Friday, October 28, 2011

UK Prospero satellite: Space surveillance system takes birthday snap


Starbrook image of Prospero streaking at 27,000 kph (17,000 mph) across the constellation of Pegasus

This week marks the 40th anniversary of Britain as a spacefaring nation.

On the 28th of October 1971, the UK launched Prospero - a science and technology demonstration satellite - on top of a Black Arrow rocket at Woomera, Australia.

This made the UK the 6th nation to demonstrate a working orbital launch capability.

In celebration of this anniversary, space scientists at UCL are attempting to re-establish contact with Prospero and UK space surveillance company Space Insight has captured a new image of the satellite.
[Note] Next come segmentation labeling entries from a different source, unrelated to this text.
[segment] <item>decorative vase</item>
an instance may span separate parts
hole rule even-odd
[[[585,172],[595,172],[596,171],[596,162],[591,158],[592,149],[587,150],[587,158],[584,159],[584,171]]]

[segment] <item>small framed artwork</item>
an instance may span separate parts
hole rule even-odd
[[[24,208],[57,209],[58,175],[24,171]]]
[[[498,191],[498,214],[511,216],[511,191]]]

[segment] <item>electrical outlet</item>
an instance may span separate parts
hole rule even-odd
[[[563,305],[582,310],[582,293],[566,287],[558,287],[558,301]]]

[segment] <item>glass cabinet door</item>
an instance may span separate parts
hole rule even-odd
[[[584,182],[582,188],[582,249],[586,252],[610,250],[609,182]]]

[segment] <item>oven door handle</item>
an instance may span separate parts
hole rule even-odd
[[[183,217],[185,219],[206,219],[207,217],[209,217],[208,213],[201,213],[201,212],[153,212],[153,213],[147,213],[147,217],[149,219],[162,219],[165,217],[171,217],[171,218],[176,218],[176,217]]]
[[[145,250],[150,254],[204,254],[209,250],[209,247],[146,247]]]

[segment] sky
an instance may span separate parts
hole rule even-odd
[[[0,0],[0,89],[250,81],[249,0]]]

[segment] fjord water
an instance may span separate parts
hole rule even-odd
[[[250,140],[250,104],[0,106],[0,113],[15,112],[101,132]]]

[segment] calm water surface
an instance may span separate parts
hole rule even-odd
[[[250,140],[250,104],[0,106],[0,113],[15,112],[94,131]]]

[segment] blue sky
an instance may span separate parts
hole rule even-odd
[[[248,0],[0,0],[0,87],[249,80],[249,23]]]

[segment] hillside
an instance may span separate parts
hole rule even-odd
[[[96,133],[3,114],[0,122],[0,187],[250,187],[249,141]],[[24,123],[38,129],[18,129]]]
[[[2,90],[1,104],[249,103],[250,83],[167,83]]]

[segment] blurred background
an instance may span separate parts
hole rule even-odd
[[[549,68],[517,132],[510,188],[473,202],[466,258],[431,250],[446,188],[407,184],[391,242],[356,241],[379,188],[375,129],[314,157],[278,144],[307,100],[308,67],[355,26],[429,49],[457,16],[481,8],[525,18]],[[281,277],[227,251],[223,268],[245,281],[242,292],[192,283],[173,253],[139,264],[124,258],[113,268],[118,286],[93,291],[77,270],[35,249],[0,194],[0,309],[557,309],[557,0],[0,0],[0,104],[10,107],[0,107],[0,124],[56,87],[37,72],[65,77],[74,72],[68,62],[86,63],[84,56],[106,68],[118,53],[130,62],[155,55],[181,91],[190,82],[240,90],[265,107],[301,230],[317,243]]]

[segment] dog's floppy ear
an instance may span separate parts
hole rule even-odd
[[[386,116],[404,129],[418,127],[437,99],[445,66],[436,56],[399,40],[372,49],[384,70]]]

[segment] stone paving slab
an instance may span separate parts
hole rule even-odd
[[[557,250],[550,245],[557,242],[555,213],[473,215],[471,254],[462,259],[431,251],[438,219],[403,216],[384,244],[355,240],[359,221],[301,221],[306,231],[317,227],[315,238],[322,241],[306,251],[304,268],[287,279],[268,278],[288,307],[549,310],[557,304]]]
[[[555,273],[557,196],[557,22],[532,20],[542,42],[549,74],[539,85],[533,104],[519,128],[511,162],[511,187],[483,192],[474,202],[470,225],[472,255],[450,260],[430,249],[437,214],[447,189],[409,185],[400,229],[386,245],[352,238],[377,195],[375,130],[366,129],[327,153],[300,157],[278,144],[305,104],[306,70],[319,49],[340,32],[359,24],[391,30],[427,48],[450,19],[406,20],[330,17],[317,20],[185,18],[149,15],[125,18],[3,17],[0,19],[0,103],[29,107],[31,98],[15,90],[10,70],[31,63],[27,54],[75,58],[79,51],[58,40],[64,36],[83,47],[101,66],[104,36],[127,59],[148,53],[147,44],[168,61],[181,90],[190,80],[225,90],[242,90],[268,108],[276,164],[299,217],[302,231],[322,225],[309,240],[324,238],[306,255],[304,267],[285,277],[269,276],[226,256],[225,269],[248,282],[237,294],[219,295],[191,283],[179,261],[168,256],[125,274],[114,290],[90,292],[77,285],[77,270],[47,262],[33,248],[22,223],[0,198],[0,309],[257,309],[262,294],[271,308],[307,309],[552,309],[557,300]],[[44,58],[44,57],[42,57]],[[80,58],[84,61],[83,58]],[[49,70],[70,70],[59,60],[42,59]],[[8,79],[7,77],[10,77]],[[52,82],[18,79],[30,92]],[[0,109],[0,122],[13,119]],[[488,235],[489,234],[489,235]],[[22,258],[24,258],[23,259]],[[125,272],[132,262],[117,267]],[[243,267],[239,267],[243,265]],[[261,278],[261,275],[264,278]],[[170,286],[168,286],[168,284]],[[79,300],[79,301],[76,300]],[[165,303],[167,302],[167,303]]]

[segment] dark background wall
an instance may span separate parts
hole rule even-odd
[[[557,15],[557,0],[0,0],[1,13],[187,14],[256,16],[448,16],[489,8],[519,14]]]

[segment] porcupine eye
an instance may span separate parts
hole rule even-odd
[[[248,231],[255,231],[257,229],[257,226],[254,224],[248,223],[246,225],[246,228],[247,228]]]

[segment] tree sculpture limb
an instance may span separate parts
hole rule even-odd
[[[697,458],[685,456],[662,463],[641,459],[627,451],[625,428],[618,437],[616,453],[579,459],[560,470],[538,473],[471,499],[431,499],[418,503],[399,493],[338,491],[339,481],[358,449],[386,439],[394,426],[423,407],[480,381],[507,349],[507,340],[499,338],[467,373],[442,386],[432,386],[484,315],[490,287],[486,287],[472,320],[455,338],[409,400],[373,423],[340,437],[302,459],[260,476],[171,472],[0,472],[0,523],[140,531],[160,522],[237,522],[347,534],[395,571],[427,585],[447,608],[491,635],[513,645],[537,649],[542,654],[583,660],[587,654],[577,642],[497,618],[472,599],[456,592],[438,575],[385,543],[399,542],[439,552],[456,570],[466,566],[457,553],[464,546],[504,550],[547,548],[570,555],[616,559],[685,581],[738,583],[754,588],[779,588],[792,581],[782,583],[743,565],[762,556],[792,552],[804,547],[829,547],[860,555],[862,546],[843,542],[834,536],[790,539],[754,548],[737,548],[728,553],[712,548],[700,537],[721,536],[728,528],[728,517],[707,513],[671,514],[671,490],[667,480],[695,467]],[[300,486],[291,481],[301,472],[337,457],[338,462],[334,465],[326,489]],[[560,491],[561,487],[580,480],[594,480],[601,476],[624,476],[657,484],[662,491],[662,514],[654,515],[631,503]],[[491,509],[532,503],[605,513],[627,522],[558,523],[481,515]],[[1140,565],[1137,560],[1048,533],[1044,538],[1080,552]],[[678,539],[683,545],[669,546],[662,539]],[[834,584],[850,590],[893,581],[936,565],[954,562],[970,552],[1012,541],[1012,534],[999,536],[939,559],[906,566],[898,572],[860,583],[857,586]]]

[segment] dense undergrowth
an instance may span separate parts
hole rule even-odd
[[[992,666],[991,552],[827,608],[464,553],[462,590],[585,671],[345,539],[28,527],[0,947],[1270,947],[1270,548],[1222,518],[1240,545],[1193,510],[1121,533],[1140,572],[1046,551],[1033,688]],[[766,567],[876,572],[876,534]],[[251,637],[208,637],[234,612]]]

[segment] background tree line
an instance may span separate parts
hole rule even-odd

This new image was taken just a month after Space Insight celebrated an anniversary of its own - 5 years of tracking objects like Prospero with their space surveillance sensor Starbrook.

The Starbrook image shows Prospero streaking at 27,000 kph (17,000 mph) across the constellation of Pegasus, in a near-polar orbit which varies in height from 500 to 1300 km (300 to 700 miles).

Since initial development five years ago, Space Insight's Starbrook sensors have played a key part in the UK's contribution to European and international space surveillance programmes and initiatives, including ESA's first co-ordinated space tracking campaign.

The UK Space Agency uses the company to provide a wide range of scientific and technical support.

Staff from the Agency and Space Insight are members of the UK delegation to the Inter-Agency Debris Committee, providing support to, and analysis of, technology and strategy options for the surveillance of space, contributing to observation campaigns and predicting satellite re-entry events.

During 1971, when Prospero was launched aboard the UK-developed and built Black Arrow rocket, there were just 3000 objects orbiting the Earth, owned by just a dozen countries.

Many of the satellites, like Prospero, were performing experiments to investigate the effects of the space environment, about which little was known at the time.

It would be another seven years before Don Kessler and Burton Cour-Palais would publish their seminal paper, 'Collision Frequency of Artificial Satellites: The Creation of a Debris Belt', in which they foresaw the rise of the space debris problem.

At that time, with just a few hundred satellites in Earth orbit, it was relatively straightforward and viable to track each one individually using radar or telescope.

Today, satellites and debris crowd all Earth orbits. Nearly 40,000 objects overall have been tracked in orbit, with many millions of mm-sized debris estimated.